How to Read Arterial Blood Gases
Arterial blood gasses are a common test done to measure the acidity and gas content of the blood, primarily the oxygen and carbon dioxide levels. Arterial blood gas levels are typically done in pulmonology, because it can give information on lung function. Arterial blood gasses are measured by taking a sample of arterial blood, commonly from the radial artery, which can be accessed in the wrist.
Look at the acid-base balance. This can be found by looking at the pH. A pH of less than 7.35 means the blood is acidic, whereas one of more than 7.45 indicates the blood is alkalinic (the opposite of acidic).
Look at oxygen pressure. This will be labeled "PO2." A low PO2 (below 60mm mercury) means that supplemental oxygen should be given, and a PO2 lower than 26 means the patient is near death.
Look at carbon dioxide pressure (PCO2). PCO2 is normally between 35 and 45 mm mercury. Low PCO2 means that the patient is hyperventilating (sometimes to compensate for the blood being acidic), and a low PCO2 means they are under ventilating.

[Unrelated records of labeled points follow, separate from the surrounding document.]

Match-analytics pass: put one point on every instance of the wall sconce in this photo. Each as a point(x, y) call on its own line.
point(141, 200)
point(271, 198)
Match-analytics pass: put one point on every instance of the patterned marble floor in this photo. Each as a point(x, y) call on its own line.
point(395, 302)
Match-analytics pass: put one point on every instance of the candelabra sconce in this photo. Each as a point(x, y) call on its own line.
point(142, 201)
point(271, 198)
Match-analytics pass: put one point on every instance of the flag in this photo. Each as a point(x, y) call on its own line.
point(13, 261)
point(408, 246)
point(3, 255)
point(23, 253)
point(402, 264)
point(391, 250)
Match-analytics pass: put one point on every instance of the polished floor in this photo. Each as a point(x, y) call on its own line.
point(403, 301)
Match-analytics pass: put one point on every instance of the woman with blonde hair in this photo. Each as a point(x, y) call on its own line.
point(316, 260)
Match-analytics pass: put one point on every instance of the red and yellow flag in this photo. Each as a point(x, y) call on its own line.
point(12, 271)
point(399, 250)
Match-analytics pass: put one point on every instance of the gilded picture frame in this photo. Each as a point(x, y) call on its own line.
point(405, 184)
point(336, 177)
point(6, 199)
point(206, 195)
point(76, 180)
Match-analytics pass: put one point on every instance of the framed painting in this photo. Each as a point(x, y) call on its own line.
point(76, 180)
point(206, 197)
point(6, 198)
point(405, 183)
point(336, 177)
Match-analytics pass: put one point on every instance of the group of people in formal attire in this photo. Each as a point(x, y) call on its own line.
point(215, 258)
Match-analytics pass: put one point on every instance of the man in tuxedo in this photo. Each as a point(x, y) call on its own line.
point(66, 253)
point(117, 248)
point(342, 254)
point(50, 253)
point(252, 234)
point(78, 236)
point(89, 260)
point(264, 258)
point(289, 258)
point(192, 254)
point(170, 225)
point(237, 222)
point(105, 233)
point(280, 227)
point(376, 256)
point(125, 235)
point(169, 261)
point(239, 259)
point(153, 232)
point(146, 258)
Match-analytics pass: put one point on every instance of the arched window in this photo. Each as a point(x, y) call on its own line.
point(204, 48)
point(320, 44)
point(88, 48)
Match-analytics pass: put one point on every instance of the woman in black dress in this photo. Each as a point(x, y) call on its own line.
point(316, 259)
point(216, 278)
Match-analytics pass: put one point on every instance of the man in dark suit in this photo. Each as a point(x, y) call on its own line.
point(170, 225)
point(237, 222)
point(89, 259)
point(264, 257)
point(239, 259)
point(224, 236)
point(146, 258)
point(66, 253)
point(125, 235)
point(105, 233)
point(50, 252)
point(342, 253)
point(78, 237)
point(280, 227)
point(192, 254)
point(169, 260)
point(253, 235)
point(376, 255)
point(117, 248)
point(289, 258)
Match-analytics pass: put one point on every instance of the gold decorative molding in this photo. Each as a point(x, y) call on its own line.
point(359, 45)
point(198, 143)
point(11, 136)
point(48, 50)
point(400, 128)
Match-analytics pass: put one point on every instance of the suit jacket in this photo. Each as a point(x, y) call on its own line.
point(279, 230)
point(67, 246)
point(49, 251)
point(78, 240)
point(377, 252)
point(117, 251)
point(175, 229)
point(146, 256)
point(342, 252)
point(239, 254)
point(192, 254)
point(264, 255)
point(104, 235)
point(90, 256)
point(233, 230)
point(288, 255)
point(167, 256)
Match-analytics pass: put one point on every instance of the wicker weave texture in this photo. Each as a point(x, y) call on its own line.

Look at bicarbonate levels, which are measured as HCO3. A low HCO3 (less than 22 millimoles per liter) can indicate that there is a metabolic condition causing the blood to be acidic, whereas a high HCO3 (greater than 26) means that there is a metabolic alkalosis issue.
Look at the base excess, which can also indicate a metabolic issue. If the base excess is negative (less than negative 3 millimoles per liter) that indicates too much acid in the blood, whereas one that is greater than 3 means that there is too little acid in the blood.